Dwight taught me that my academic work could be done as a service to God. God deserves the best and the most beautiful, so my work should be as good as I can make it. He echoed the words of Rev. Dr. Martin Luther King Jr., “If a man is called to be a street sweeper, he should sweep streets even as a Michelangelo painted, or Beethoven composed music or Shakespeare wrote poetry. He should sweep streets so well that all the hosts of heaven and earth will pause to say, ‘Here lived a great street sweeper who did his job well.’” A Catholic intellectual needs mentors, and I was happy to find one in Dwight who remains a friend more than thirty years later.
Although I had many intellectual questions, my biggest questions were existential and personal. In particular, I wondered, what is my vocation? Dwight had introduced me to another mentor, a spiritual director, Fr. George Crafts, who gave me sound advice: “Don’t worry so much about whether God is calling you to be single, married, or a priest. Focus on loving and serving God and neighbor more and more in your everyday life.” But my actions and my age embodied the words of the poet A.E. Houseman, “I was one-and-twenty, No use to talk to me.”

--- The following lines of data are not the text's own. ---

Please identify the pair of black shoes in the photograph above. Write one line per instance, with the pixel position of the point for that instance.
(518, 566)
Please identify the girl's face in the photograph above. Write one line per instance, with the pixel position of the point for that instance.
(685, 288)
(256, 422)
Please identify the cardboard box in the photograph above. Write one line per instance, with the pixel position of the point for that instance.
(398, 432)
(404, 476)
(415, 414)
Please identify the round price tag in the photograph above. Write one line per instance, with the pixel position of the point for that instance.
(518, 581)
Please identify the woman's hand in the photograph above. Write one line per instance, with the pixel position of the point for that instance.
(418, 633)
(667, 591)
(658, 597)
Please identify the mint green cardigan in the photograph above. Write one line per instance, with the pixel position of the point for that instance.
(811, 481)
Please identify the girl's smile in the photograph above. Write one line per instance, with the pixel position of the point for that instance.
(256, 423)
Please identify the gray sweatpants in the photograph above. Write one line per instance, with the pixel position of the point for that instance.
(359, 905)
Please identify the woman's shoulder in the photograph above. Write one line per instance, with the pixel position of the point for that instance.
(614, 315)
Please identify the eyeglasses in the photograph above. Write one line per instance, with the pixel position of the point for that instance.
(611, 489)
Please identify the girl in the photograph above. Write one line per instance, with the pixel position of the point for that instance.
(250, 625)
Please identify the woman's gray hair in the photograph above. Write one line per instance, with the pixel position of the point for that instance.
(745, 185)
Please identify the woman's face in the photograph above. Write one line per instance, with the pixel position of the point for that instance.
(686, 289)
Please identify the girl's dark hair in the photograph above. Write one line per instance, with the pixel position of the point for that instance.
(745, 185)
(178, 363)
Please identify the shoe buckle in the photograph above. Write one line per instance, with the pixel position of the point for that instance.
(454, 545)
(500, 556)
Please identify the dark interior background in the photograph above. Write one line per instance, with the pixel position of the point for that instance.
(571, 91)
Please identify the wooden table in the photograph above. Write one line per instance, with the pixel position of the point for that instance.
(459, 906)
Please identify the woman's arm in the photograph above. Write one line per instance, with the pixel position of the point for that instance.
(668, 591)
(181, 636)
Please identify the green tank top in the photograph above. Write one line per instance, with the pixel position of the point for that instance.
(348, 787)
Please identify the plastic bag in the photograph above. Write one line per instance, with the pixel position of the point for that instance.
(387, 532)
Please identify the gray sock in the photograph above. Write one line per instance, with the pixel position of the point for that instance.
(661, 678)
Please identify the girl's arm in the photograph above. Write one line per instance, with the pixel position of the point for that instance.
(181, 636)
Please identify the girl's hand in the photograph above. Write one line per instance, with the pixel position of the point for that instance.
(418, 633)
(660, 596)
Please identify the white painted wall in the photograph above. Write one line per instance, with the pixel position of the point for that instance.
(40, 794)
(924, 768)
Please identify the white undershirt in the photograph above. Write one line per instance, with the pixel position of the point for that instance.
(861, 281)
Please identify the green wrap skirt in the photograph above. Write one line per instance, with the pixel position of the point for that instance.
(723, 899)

What then is a vocation? Germain Grisez distinguished three kinds of vocations or calls from God. First, there is the universal vocation of all people to love God and neighbor; secondly, the state in life vocation of priesthood, religious life, marriage, or the single life; and thirdly, personal vocation, the unique and ongoing call of God directed uniquely to one single individual. Everyone is called to love God in their universal vocation. Many are called to be priests or to be married in their state-in-life vocation. Mary had the personal vocation to be the mother of Jesus. Joseph had the personal vocation to be the husband of Mary. Moses received his personal vocation at the burning bush.
But rather than focus on the universal vocation of all people to love God and neighbor (the first sense of vocation) and rather than focusing on how to do this here and now in the concrete circumstances of my current life (the third sense of vocation), during much of college, I focused an inordinate amount of my attention on the second sense of vocation. What was going to be my state in life? I frequently made St. John Henry Newman’s words my own:
Lead, Kindly Light, amidst th’encircling gloom,
Lead Thou me on!
The night is dark, and I am far from home,
Lead Thou me on!
Keep Thou my feet; I do not ask to see
The distant scene; one step enough for me.
Before my graduation from college, God answered my prayer. God led me—through his divine providence via events in my life—to the conviction that a vocation to the priesthood was not for me but rather that my call was to marriage, marriage to Jennifer Turner. I also became more and more convinced that I wanted to be a professor. To realize that dream, I headed off to the promised land of Catholic higher education, the University of Notre Dame. But that is a story for another occasion.